EEG most commonly shows unilateral hemispheric polymorphic delta waves, intermittent focal slowing, and multifocal ictal and interictal discharges.^13-15 Clinical and subclinical seizures occur.¹¹ Although it is atypical, there have been reports of ESES in Rasmussen encephalitis.¹⁶ Imaging is typically notable for unilateral focal atrophy, most commonly involving the insular cortex, associated with ipsilateral ventricular enlargement.^13,15 There is also associated cortical and subcortical white matter T2 and FLAIR signal changes, usually surrounding the areas of cortical atrophy.¹⁵ Histopathology should provide evidence of a chronic inflammation including T-cell dominated encephalitis with activated microglia, and parenchymal macrophages.^13,14

Pathogenesis is thought to be immune mediated based on these histologic findings;¹⁰ however, no specific pathogen has been associated with this immune activation,¹⁰ although antiGluR3 and other autoantibodies have been identified but not found causative.^10,13 These autoantibodies have also been seen in noninflammatory focal epilepsies and other nonspecific encephalitides.¹² Immunomodulatory treatments have proven unsuccessful for treatment of Rasmussen encephalitis.¹²

Treatment includes ASMs although most often, Rasmussen encephalitis is drug-resistant. Trials of steroids, immunoglobulin, plasmapheresis, tacrolimus, azathioprine, rituximab and other immunologics have been tried with isolated success, but do not stop seizures or disease progression.¹⁰ The highest rates of seizure freedom are seen after hemispheric surgery with as high as a 71% seizure-freedom rate 5 years after surgery.¹⁷

AJ met the proposed criteria with clinical assessment, EEG, and MRI findings. He did not develop several of the classic symptoms, however, including progressive cerebral atrophy, EPC, or hemiparesis and quickly transitioned from a prodromal to acute phase. Although AJ initially had a tonic-clonic seizure, within a couple of months he was having multiple seizure types as he progressed to the acute phase. His seizures were resistant to 3 adequately trialed ASMs without success. AJ’s EEG findings were consistent with a focal process, exhibiting focal slowing in the left temporal region and evidence of a focal seizure, although he also developed focal ESES, which is not commonly seen with Rasmussen encephalitis. His stereoEEG was notable for multifocal seizures and discharges. Throughout his 6-month workup he had 3 brain MRI’s that did not show any interval change but consistently showed signal abnormalities in the left anterior insula, left caudate, and frontal lobe with focal asymmetries concerning for focal atrophy.

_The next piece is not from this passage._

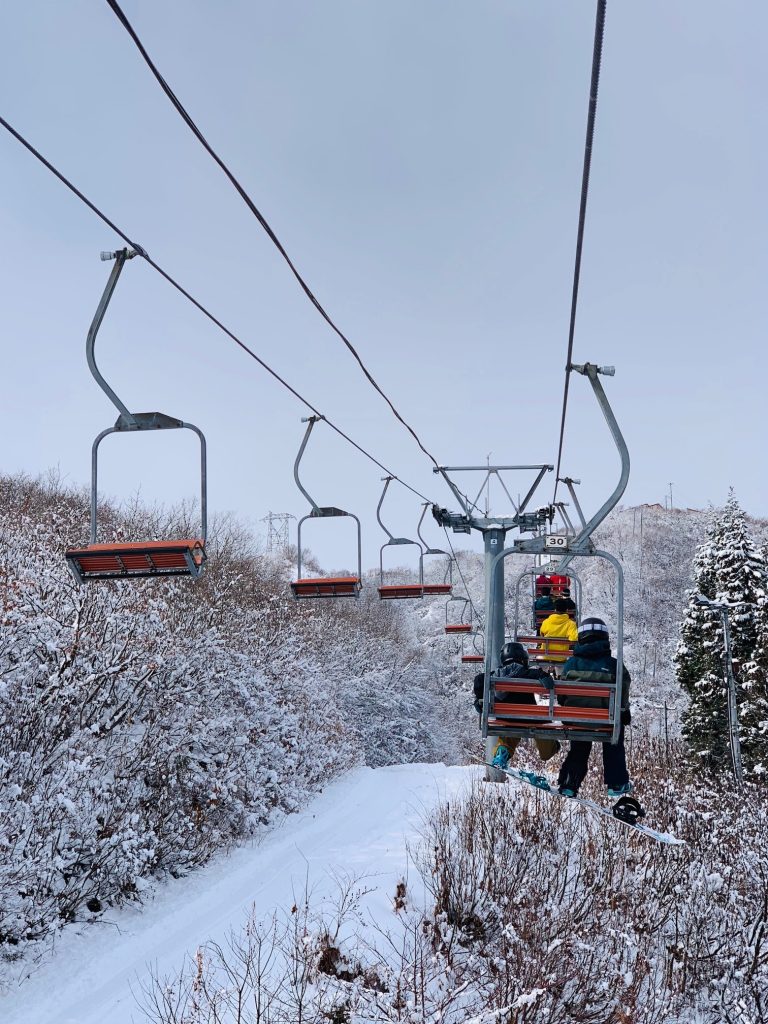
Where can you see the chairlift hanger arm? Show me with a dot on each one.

Considering his atypical presentation, without clear early signs of atrophy or hemiparesis, it was important to have early clinical suspicion and pursue a surgical evaluation. AJ was diagnosed fairly quickly, with time to hemispherectomy of only 6 months. This short interval between initial presentation and hemispherotomy likely accounts for the lack of cerebral atrophy and unilateral hemiparesis, as both of these features take time to develop. AJ’s seizures are now very well controlled with zonisamide, and he has remained seizure free since surgery over approximately 3 months of follow-up.